Vijay Mallya controversy: Rahul Gandhi says CBI downgraded lookout notice 'with approval' from Narendra Modi

In the latest development in the war of words over the Vijay Mallya controversy between Congress and the BJP government, Rahul Gandhi alleged that the Central Bureau of Investigation (CBI) downgraded the Lookout Circular (LoC) against Mallya, with the "approval of Prime Minister Narendra Modi".

In the tweet on Friday, Rahul said "Mallya's Great Escape" was aided by the CBI. "The CBI reports directly to the prime minister. It is inconceivable that the CBI, in such a high profile, controversial case, would change a lookout notice without the approval of the prime minister," he said. Former MP Jaipal Reddy on Friday also slammed the government and said that the government "let Mallya flee the country".

On Thursday, the CBI had clarified that the change in a 2015 lookout circular against ex-liquor baron Mallya from "detain" to merely informing about his movements was an "error" in judgement because he had been cooperating in the probe and there was no warrant against him.

CBI sources said that when the first LoC was issued on 12 October, 2015, Mallya was already abroad. Upon his return, the agency was asked by the Bureau of Immigration (BoI), if Mallya should be detained as sought in the LoC. The CBI replied that there was no need to arrest or detain him as he was a sitting MP and there was no warrant against him.
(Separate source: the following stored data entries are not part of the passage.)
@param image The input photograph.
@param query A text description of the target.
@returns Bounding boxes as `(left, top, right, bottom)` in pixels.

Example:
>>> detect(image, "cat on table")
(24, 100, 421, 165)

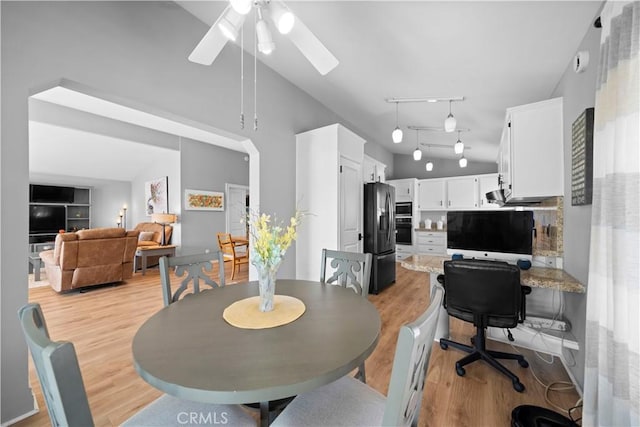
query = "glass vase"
(257, 263, 278, 312)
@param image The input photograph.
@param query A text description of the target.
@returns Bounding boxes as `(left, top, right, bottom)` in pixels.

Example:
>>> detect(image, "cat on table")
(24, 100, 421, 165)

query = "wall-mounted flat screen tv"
(30, 184, 75, 203)
(447, 210, 534, 262)
(29, 205, 66, 234)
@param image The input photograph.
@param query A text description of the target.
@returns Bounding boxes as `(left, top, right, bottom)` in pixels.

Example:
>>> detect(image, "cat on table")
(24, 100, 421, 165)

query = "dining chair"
(17, 303, 255, 427)
(320, 249, 373, 382)
(217, 232, 249, 280)
(159, 251, 226, 307)
(272, 284, 444, 427)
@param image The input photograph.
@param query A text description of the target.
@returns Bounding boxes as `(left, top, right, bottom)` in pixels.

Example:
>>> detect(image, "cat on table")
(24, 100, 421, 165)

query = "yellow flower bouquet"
(247, 210, 303, 311)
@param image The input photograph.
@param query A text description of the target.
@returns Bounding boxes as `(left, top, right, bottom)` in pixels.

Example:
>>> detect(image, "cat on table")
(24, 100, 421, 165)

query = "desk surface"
(401, 255, 585, 293)
(132, 279, 381, 404)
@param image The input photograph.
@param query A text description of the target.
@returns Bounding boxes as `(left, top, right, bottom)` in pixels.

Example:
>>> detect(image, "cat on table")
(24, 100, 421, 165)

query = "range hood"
(485, 189, 549, 206)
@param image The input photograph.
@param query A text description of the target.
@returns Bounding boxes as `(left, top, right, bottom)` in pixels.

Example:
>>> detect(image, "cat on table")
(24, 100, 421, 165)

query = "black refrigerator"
(364, 182, 396, 294)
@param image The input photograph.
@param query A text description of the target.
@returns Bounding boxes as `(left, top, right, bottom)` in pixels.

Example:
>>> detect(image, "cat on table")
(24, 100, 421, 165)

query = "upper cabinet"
(388, 178, 415, 202)
(500, 97, 564, 203)
(417, 173, 499, 211)
(417, 179, 445, 209)
(446, 176, 477, 209)
(363, 155, 387, 183)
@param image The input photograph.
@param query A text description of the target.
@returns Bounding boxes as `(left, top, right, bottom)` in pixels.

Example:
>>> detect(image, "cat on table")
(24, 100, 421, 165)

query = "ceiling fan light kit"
(230, 0, 253, 15)
(256, 9, 275, 54)
(270, 1, 295, 34)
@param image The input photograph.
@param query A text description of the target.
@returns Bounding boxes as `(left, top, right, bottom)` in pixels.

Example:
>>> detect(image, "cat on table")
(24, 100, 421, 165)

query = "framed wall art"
(571, 108, 594, 206)
(184, 189, 224, 211)
(145, 176, 168, 216)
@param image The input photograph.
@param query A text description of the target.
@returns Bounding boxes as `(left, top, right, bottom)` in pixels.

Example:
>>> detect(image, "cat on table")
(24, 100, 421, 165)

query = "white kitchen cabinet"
(499, 97, 564, 203)
(388, 179, 415, 203)
(478, 173, 500, 208)
(417, 179, 445, 209)
(296, 124, 365, 281)
(363, 154, 386, 183)
(446, 176, 478, 209)
(396, 244, 414, 261)
(416, 231, 447, 255)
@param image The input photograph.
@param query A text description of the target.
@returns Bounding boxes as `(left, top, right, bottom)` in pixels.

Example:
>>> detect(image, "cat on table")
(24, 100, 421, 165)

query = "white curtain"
(584, 1, 640, 426)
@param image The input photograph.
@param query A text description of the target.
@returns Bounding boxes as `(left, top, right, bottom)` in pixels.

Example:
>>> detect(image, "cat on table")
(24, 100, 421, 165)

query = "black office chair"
(438, 259, 531, 392)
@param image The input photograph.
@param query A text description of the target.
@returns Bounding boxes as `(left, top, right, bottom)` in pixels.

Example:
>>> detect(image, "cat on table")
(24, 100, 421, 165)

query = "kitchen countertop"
(400, 254, 585, 293)
(415, 228, 446, 232)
The agency said that since the probe was in an initial stage and documents were being collected from the IDBI in the Rs 900 crore loan default case, the CBI issued a fresh LoC against Mallya in the last week of November 2015 asking airport authorities across the country to "inform" it about Mallya's movements, thus replacing its previous circular which had sought detention of the businessman if he attempted to leave the country.
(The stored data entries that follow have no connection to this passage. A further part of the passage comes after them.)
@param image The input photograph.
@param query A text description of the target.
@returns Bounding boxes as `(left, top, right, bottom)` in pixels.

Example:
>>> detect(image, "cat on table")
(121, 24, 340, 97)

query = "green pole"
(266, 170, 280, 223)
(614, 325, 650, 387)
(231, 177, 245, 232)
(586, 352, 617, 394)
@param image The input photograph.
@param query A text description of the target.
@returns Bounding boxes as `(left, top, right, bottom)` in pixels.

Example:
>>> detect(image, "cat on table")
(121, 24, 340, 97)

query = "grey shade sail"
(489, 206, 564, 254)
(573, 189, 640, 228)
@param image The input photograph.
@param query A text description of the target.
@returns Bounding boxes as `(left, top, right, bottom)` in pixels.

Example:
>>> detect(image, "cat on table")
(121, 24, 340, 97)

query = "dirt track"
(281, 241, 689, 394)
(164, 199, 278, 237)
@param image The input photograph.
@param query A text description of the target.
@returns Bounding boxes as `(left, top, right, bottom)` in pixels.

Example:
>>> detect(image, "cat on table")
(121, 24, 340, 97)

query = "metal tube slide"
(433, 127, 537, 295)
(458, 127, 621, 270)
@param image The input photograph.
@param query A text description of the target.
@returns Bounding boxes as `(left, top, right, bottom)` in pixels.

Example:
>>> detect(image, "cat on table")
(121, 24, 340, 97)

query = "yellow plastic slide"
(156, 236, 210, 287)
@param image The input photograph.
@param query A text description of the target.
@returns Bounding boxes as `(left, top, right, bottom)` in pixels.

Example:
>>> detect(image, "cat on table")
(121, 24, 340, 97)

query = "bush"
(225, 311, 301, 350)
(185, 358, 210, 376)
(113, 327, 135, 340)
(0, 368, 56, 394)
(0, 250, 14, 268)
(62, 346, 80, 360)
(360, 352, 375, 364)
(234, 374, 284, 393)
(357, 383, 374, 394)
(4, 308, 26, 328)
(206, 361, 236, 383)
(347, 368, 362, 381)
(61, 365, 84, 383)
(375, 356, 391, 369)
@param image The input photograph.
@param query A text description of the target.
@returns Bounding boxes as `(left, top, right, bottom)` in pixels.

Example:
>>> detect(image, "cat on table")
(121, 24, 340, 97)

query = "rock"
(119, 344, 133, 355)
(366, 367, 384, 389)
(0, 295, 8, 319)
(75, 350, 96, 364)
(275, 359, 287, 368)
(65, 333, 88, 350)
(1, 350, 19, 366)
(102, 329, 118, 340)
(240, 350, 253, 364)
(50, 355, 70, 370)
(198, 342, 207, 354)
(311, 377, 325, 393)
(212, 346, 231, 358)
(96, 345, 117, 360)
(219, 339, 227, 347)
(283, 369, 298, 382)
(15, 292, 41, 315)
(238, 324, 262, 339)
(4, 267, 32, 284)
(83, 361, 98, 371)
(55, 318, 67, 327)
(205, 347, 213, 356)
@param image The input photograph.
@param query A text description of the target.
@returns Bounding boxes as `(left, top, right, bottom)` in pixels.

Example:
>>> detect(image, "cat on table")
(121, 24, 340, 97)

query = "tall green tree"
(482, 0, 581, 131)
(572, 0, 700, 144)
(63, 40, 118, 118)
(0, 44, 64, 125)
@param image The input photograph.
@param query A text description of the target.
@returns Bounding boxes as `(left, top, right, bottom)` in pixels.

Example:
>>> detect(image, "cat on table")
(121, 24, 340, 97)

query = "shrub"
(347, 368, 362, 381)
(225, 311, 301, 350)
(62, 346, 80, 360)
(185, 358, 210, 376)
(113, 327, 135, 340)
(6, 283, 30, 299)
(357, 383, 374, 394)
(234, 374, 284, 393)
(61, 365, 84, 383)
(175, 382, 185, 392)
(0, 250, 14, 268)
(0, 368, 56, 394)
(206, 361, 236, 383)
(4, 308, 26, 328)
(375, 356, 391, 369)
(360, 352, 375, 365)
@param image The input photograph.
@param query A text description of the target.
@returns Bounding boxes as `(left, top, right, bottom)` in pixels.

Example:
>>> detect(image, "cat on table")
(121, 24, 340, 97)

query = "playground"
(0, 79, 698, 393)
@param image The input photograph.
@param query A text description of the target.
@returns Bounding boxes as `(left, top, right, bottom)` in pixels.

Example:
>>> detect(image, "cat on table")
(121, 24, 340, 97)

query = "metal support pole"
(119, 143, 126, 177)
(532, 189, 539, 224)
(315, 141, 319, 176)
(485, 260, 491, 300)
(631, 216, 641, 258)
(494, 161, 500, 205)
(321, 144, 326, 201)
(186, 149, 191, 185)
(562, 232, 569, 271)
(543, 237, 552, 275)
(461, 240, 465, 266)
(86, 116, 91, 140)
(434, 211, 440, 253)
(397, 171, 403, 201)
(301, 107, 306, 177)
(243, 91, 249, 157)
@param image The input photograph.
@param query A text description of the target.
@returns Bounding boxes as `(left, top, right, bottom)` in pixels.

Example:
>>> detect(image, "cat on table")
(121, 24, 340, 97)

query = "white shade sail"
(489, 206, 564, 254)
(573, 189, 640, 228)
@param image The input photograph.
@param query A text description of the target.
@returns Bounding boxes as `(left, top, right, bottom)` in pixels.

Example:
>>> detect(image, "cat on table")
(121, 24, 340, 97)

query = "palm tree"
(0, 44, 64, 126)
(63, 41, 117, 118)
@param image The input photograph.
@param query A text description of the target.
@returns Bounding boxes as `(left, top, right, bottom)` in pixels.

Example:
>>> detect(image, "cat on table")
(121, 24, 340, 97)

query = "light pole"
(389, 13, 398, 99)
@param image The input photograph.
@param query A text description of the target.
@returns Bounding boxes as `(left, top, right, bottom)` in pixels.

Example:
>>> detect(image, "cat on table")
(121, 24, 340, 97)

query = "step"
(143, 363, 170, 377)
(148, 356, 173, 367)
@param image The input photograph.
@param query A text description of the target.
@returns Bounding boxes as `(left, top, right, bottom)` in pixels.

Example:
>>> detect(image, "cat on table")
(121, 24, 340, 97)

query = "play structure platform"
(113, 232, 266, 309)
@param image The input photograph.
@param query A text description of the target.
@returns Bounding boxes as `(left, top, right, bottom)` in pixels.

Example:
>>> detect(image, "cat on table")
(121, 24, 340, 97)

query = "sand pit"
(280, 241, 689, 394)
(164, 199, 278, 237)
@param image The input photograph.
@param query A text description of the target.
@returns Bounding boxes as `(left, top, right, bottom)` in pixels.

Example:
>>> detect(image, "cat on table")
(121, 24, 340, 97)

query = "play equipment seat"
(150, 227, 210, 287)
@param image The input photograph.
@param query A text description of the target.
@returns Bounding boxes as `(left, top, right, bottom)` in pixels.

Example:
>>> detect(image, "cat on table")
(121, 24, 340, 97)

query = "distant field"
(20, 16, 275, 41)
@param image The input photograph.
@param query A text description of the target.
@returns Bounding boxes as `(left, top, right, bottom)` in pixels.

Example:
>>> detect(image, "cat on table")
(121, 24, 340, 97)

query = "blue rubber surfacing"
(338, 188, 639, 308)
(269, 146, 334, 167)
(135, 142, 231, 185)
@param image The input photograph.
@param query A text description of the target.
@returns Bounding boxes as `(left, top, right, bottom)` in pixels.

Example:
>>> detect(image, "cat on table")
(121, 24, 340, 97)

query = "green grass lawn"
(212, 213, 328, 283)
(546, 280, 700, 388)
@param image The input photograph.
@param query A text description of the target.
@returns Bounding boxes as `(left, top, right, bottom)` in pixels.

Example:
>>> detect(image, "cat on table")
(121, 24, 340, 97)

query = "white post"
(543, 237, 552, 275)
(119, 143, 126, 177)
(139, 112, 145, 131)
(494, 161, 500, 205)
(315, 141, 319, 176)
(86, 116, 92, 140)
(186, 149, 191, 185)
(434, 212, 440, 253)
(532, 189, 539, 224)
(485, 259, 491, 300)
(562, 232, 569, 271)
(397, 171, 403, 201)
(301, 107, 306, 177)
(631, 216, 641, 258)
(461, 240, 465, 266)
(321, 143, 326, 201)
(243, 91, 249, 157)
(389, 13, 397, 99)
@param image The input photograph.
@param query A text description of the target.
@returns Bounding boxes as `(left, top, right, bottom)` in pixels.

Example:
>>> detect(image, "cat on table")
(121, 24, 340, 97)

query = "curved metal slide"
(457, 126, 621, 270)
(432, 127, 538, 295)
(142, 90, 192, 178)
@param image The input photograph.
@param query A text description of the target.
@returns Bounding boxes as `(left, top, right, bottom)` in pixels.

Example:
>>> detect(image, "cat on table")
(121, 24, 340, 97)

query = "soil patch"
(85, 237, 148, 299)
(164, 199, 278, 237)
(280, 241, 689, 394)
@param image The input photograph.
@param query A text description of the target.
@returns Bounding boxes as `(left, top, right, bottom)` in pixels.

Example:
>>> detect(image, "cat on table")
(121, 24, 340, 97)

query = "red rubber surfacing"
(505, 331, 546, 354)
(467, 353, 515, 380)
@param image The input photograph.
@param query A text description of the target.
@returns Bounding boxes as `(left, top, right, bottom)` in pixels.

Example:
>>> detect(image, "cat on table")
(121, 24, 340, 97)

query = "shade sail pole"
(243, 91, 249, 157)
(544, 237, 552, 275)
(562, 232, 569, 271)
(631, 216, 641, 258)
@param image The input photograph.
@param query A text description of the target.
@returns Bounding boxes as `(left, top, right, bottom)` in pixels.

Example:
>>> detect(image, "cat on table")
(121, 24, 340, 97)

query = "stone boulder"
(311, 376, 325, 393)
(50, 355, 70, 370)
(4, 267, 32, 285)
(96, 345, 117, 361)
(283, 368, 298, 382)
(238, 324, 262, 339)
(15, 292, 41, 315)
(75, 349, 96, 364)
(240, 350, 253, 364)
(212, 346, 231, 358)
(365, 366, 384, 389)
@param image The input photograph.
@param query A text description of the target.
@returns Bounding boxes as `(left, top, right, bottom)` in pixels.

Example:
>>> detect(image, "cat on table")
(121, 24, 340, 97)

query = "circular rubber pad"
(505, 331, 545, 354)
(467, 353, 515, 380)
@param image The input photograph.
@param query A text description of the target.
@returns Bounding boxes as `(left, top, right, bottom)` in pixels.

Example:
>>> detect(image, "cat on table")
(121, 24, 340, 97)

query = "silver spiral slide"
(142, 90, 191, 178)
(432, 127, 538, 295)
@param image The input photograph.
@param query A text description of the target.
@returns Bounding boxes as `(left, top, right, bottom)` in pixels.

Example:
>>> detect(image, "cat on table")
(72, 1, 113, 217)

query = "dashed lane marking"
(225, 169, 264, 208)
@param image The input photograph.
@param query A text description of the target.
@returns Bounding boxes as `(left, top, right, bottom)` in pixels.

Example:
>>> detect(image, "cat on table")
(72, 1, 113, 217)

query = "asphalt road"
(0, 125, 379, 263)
Mallya, who was the former Kingfisher Airlines chairman, on Wednesday created a political storm when he claimed he had met the finance minister before leaving India.
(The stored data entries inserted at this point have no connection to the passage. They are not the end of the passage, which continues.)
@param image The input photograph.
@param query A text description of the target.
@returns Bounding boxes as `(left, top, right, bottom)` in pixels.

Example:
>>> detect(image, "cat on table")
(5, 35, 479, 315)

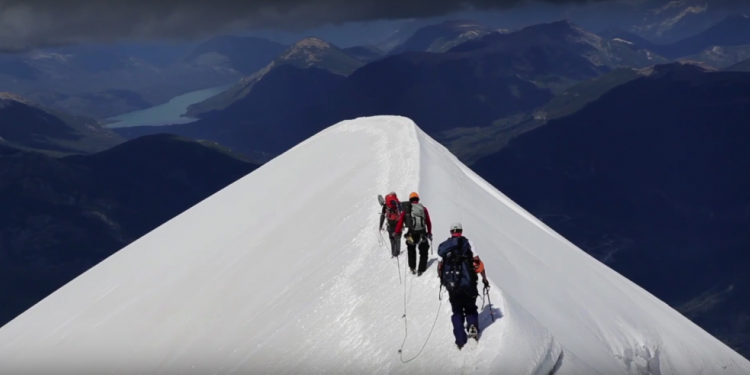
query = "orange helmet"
(409, 192, 419, 200)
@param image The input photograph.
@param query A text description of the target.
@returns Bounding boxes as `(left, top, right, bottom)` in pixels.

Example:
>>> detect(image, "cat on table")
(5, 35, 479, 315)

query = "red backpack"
(384, 193, 401, 221)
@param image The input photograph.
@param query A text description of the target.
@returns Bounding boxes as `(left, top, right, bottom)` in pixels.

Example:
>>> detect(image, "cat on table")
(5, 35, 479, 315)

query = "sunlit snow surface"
(0, 116, 748, 374)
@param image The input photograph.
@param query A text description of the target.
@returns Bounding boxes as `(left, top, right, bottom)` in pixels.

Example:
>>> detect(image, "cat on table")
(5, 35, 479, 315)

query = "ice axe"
(483, 286, 496, 322)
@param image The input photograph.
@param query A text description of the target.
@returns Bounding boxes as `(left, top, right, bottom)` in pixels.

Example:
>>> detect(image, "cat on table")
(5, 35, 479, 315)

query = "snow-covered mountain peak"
(258, 36, 364, 76)
(279, 37, 336, 63)
(0, 116, 748, 374)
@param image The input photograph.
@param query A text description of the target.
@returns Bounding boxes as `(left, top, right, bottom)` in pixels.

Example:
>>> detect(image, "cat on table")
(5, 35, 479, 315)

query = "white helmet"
(450, 222, 463, 232)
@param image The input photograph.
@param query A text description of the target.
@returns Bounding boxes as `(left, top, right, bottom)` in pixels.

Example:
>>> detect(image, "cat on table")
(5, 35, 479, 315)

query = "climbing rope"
(396, 256, 402, 285)
(377, 228, 404, 284)
(397, 261, 443, 363)
(398, 289, 443, 363)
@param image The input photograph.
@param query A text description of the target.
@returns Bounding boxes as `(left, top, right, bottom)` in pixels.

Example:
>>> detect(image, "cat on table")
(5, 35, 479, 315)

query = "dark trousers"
(386, 221, 401, 257)
(406, 230, 430, 273)
(449, 292, 479, 346)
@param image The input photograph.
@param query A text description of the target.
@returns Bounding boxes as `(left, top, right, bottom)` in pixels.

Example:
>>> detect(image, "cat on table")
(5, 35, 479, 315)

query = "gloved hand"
(483, 279, 490, 289)
(426, 233, 433, 241)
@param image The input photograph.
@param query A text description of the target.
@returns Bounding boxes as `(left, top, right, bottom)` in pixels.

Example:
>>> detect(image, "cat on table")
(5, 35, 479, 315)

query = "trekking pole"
(484, 286, 495, 322)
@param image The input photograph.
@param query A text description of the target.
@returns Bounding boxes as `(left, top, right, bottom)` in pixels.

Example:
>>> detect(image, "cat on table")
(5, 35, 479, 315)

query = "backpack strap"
(456, 236, 465, 258)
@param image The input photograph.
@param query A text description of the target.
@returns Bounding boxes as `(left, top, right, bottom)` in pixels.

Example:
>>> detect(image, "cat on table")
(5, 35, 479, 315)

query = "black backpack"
(438, 236, 478, 296)
(400, 201, 413, 229)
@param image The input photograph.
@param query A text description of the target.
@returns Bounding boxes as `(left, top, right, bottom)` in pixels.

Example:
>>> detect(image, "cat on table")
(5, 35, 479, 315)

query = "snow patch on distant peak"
(27, 52, 69, 62)
(460, 30, 483, 38)
(613, 38, 634, 45)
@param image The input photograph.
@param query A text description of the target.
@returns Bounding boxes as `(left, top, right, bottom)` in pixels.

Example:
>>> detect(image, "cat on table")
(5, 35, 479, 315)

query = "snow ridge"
(0, 116, 748, 375)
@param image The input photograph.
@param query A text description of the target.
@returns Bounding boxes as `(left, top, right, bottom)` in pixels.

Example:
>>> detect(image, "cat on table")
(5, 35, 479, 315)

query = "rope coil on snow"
(377, 229, 386, 248)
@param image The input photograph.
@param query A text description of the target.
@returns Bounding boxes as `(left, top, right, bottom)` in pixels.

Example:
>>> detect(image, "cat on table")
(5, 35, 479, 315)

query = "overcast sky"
(0, 0, 616, 51)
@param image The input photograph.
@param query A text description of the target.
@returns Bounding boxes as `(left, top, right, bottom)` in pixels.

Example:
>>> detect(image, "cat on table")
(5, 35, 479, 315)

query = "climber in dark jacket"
(437, 222, 490, 349)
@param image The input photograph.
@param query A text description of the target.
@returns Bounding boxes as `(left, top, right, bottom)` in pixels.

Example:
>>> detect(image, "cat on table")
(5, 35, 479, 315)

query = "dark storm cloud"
(0, 0, 611, 51)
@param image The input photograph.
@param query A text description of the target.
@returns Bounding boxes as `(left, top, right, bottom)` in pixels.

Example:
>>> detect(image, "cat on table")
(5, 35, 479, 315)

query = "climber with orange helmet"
(395, 192, 432, 276)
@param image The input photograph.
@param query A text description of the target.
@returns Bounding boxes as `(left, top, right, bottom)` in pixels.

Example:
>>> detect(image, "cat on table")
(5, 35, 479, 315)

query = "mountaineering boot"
(467, 325, 478, 341)
(411, 268, 416, 275)
(417, 271, 423, 277)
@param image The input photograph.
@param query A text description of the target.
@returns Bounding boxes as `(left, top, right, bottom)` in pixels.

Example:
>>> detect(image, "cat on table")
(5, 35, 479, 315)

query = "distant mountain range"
(628, 0, 750, 43)
(656, 14, 750, 59)
(387, 19, 503, 55)
(22, 89, 153, 120)
(599, 14, 750, 68)
(0, 36, 289, 119)
(681, 44, 750, 69)
(184, 38, 361, 118)
(0, 92, 124, 156)
(3, 8, 748, 121)
(360, 0, 748, 46)
(469, 62, 750, 358)
(441, 65, 654, 164)
(120, 19, 669, 162)
(109, 15, 750, 164)
(597, 29, 658, 50)
(0, 134, 258, 329)
(181, 35, 289, 76)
Reporters asked Mallya, who appeared before the Westminster Magistrates' Court in London in the case regarding his extradition to India, whether he was "tipped off" to leave the country. "I left because I had a scheduled meeting in Geneva. I met the finance minister before I left, repeated my offer to settle with the banks. That is the truth," he responded, without naming the minister.

The statement set in motion sparring between the Congress and BJP, with both parties accusing each other of being lax with the loan defaulter.

Finance Minister Arun Jaitley did not waste time in responding to Mallya's claim. He said Mallya's "statement is factually false in as much as it does not reflect truth". In a Facebook post, Jaitley said that Mallya had "misused" his privilege of being a member of the Rajya Sabha and "paced to catch up" with him while he was walking out of the Rajya Sabha.

India has requested Mallya's extradition from the United Kingdom so he can face trial on fraud and money laundering charges.